The Federal Reserve shocked traders and investors alike last week as it hiked the discount rate by a quarter of a point. (This is the interest rate that the Fed charges banks as they get loans from the Federal Reserve.)
While the main interest rate wasn’t hiked, it did spur speculation that the Fed may have to raise interest rates sooner rather than later.
Even though the economic growth outlook has been anemic, inflation has still been growing overall.
If inflation continues to grow, the Fed will have to fight the inflation by hiking interest rates.
If rates are hiked, it will hit stocks hard due to the effect that high interest rates will have on corporate profits and business expansion.
When this happens, traders will run to the dollar and the yen for refuge. In fact, this is already starting to happen to some degree, in preparation for the tougher times that many see coming.
As an example of this, when the Fed hiked the discount rate, the Bank of New York Mellon Corp. noted that clients were buying the yen three times more than they typically do.
This is a huge sampling of clients because this bank is the world’s largest custodial bank with more than $20 trillion in assets under administration.
I also find it interesting to note that they reported that the selling of the euro that day was also about triple what was normal. There was even some heavy selling in the Australian dollar and Norway’s krone.
This tells me that traders and investors alike are already starting to flee the assets that appear to be riskier and they are running more to the defensive assets like the yen even now (in preparation for the tougher times that many savvy investors see coming).
I also believe that these savvy traders are making the right move.
It’s only a matter of time before the Obama tax hikes, high unemployment and high interest rates that are to come will crush corporate earnings once again.

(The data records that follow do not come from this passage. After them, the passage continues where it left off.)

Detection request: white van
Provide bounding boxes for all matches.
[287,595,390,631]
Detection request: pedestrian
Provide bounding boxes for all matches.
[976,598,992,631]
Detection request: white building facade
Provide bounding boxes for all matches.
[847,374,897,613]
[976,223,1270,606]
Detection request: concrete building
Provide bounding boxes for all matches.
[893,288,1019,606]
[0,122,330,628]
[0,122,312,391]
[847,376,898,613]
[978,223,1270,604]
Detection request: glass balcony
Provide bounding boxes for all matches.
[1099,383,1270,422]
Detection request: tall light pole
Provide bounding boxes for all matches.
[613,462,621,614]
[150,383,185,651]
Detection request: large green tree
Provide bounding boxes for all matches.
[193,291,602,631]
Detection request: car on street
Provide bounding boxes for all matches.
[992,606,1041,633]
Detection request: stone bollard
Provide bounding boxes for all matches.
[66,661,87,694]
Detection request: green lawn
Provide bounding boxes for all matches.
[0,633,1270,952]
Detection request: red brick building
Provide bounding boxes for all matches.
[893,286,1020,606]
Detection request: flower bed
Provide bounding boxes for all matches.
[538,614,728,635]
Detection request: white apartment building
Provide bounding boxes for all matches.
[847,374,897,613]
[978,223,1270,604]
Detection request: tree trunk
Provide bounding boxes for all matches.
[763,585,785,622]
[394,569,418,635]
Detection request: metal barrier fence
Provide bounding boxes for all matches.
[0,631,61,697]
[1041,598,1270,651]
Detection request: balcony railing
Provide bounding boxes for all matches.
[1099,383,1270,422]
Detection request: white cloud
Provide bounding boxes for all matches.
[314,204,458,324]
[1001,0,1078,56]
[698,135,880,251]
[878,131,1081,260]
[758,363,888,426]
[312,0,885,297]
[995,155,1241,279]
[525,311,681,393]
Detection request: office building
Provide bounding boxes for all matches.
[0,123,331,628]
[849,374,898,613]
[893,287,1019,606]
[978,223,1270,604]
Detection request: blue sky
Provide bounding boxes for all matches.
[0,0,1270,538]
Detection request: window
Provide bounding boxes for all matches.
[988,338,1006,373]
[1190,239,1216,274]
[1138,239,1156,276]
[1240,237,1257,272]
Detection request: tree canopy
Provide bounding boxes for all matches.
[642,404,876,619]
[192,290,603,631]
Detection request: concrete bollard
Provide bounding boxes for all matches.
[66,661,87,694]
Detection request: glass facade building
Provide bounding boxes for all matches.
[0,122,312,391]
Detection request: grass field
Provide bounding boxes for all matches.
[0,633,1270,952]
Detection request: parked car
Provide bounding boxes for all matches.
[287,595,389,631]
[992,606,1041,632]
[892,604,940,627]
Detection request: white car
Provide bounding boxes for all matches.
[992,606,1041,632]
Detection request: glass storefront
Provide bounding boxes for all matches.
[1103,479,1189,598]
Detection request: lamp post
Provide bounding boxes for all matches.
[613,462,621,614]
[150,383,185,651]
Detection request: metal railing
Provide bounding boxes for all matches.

When this happens (and it won’t be long from now), the stock market will correct severely. Money will run out of stocks and emerging markets and into the dollar and the yen. It will surely continue to run away from the euro.
However, my Money Matrix Insider members will be enjoying some hedging as we take advantage of the stock sell-off through being a buyer of these defensive currencies that flourish in the tough times that are coming.
In fact, one of our most recent trades (short EUR/JPY) made more than 356 percent. A “long dollar trade” with USD/CHF reaped another 92 percent. That goes a long way toward the recent pullbacks that my subscribers may have experienced in their stock portfolios.
So make sure you are covered and have a way to hedge some of the downside, like we’re doing, once stocks start to fall even further.